Tão longe, porém, tão perto, além da fina película que raciona o mundo espiritual do físico, uma pessoa bradava, desesperada, doente, lívida de medo e incompreensão. Uma aura branca, inerme, arquejava ao redor daquele vulto peculiar. Olhos inteiramente cândidos como um par de gotas de leite, cabeça calva, a pele parecia ter sido polida por anjos. Não obstante, sua expressão parecia ter sido moldada pelo próprio Diabo. Ao redor, o que havia não era menos enlouquecedor: árvores erravam pelo céu infinito, tomado por um verde transparente, qual um sórdido diamante. Na culminância, bem onde um estranho astro encarnado pulsava, um mar rosa se sublevava sobre si, cuspindo e sugando suas águas densas e ferventes. Uma luz espectral inundou o bizarro bosque de galhos que mais pareciam tentáculos chicoteando ao ritmo do vento numa dança mortal.

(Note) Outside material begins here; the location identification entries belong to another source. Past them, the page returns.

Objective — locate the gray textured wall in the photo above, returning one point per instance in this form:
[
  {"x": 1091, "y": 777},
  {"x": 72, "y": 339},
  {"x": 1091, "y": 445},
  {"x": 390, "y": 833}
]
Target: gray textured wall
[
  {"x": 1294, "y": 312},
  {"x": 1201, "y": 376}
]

Morte... A simples menção dessa sublime palavra aterrorizava o ser que se ajoelhava na alaranjada terra nua e gélida.

Súbito, a criatura calva se despedaçou em milhões de pontos cintilantes. Eram como estrelas vibrantes, vagando a esmo pelo ar rarefeito. A penumbra desenvolvia-se pelo bosque, clamando por seu lugar numa batalha feroz entre luz e trevas.

No fim, a sombra da morte saiu gloriosa, promulgando-se com uma fincada daquele objeto movido pela mesma mão; controlada pelo anseio que antes desvirtuara uma alma aos pedaços.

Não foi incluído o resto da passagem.